Background: Wayfair and Economic Nexus

Before the Court presented its decision in Wayfair, a state could only require businesses to collect sales tax on purchases if they had some form of physical presence within that state — be it a retail outlet, a warehouse, or even a sales representative. This “physical nexus” standard applied for decades until 2018, when the Court considered South Dakota v. Wayfair. Ultimately, the majority opinion in the case dispensed with the physical nexus standard in favor of “economic nexus,” which allows states to assert sales tax collection liability on any business making sales into the state, even if no other connection exists.

Advocates of these economic nexus rules claimed that states were missing out on billions of dollars in sales tax revenues from out-of-state retailers. Yet it quickly became apparent that these revenue estimates were overblown.

The National Taxpayers Union Foundation (NTUF) compared estimates made prior to the Wayfair decision of how much revenue economic nexus taxes could raise with post-Wayfair official estimates from 32 states. Prior to Wayfair being argued, the National Conference of State Legislatures had projected that these 32 states would realize around $19 billion in additional revenue from economic nexus rules if the Court were to allow their imposition. Even the more conservative Government Accountability Office estimated states would gain $8.6 billion.

After Wayfair was decided and states began implementing the authority granted them by the Court, the NTUF analysis found that estimated revenue was a fraction of the pre-Wayfair claims by advocates of new tax power. Evaluating official revenue projections found a relatively modest $3.6 billion in added revenue, or an average of just 0.7 percent of these states’ general funds. In other words, despite claims to the contrary, there simply is not a big pot of uncollected revenue that can be accessed simply by passing new remote sales tax rules.

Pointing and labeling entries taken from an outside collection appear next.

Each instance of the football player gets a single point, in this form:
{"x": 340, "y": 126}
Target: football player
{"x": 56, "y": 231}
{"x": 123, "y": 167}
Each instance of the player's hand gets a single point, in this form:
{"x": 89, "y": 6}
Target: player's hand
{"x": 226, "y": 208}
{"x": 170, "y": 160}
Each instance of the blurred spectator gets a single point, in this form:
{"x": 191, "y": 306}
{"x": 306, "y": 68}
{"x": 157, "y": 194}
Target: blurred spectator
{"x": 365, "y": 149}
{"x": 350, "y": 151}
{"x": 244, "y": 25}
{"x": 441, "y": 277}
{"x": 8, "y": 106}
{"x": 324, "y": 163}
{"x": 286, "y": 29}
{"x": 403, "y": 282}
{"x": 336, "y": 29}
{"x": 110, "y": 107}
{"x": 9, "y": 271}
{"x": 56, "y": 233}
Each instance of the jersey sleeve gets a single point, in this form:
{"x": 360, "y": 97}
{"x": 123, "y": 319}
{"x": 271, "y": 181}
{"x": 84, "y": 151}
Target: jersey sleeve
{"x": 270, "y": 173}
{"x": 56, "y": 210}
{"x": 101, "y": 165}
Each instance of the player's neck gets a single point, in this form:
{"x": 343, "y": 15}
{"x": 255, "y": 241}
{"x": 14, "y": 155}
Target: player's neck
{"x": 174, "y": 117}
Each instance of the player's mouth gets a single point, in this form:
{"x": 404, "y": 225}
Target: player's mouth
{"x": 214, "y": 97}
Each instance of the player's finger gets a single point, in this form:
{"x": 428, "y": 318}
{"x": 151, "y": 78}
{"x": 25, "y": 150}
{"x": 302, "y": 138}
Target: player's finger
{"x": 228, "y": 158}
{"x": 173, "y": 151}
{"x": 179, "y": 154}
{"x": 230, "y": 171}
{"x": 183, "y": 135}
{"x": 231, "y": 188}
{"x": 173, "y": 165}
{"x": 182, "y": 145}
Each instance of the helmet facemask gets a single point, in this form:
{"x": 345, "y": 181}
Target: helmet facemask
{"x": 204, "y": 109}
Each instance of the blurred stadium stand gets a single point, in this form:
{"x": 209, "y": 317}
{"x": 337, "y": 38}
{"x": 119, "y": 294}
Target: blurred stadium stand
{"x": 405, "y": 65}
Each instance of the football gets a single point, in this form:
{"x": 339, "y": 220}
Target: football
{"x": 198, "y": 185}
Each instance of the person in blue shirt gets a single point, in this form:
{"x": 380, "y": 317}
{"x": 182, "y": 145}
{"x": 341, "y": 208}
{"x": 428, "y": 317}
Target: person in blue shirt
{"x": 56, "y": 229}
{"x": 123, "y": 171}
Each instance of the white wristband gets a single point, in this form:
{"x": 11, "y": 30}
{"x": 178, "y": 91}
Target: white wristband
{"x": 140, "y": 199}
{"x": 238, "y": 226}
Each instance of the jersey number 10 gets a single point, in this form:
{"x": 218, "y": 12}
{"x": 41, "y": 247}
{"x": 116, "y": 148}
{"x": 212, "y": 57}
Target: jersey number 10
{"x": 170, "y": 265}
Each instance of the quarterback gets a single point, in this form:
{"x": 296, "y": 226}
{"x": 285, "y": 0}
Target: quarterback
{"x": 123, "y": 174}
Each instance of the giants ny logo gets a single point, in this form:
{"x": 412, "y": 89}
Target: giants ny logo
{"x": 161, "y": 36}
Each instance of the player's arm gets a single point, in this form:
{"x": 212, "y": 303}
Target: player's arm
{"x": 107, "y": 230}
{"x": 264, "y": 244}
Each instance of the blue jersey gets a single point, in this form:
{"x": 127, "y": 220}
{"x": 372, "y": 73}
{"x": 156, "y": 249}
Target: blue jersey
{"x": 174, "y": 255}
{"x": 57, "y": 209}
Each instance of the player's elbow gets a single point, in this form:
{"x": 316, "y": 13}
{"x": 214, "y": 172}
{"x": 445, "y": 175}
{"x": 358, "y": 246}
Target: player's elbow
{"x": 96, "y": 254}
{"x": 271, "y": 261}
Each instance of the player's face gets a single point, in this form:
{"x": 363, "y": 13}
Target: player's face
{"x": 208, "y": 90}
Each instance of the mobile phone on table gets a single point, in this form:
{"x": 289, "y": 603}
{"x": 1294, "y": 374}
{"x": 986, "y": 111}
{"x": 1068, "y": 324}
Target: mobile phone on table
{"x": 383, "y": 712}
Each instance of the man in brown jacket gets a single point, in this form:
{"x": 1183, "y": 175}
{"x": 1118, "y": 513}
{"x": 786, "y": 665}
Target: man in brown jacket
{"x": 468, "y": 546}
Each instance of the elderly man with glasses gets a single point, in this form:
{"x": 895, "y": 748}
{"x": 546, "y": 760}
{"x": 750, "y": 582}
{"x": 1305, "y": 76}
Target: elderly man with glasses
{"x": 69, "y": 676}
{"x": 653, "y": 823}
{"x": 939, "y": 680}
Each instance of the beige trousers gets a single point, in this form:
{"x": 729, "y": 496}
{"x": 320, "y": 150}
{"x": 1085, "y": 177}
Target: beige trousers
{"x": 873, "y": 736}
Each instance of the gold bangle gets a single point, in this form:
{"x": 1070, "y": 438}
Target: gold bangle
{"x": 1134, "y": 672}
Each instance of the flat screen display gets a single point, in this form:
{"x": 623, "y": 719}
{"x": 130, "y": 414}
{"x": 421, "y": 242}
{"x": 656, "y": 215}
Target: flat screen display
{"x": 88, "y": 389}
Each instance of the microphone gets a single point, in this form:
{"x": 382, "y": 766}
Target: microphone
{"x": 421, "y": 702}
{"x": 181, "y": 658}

Advocates of economic nexus had missed the mark in large part because of how many out-of-state sales were already taxable. Amazon, the giant of the e-retail space, had already entered into voluntary collection agreements nationwide a year before the Wayfair decision, while many other large e-retail businesses had physical presence through their brick-and-mortar operations, such as Walmart, and thus were already required to collect and remit sales tax on all transactions.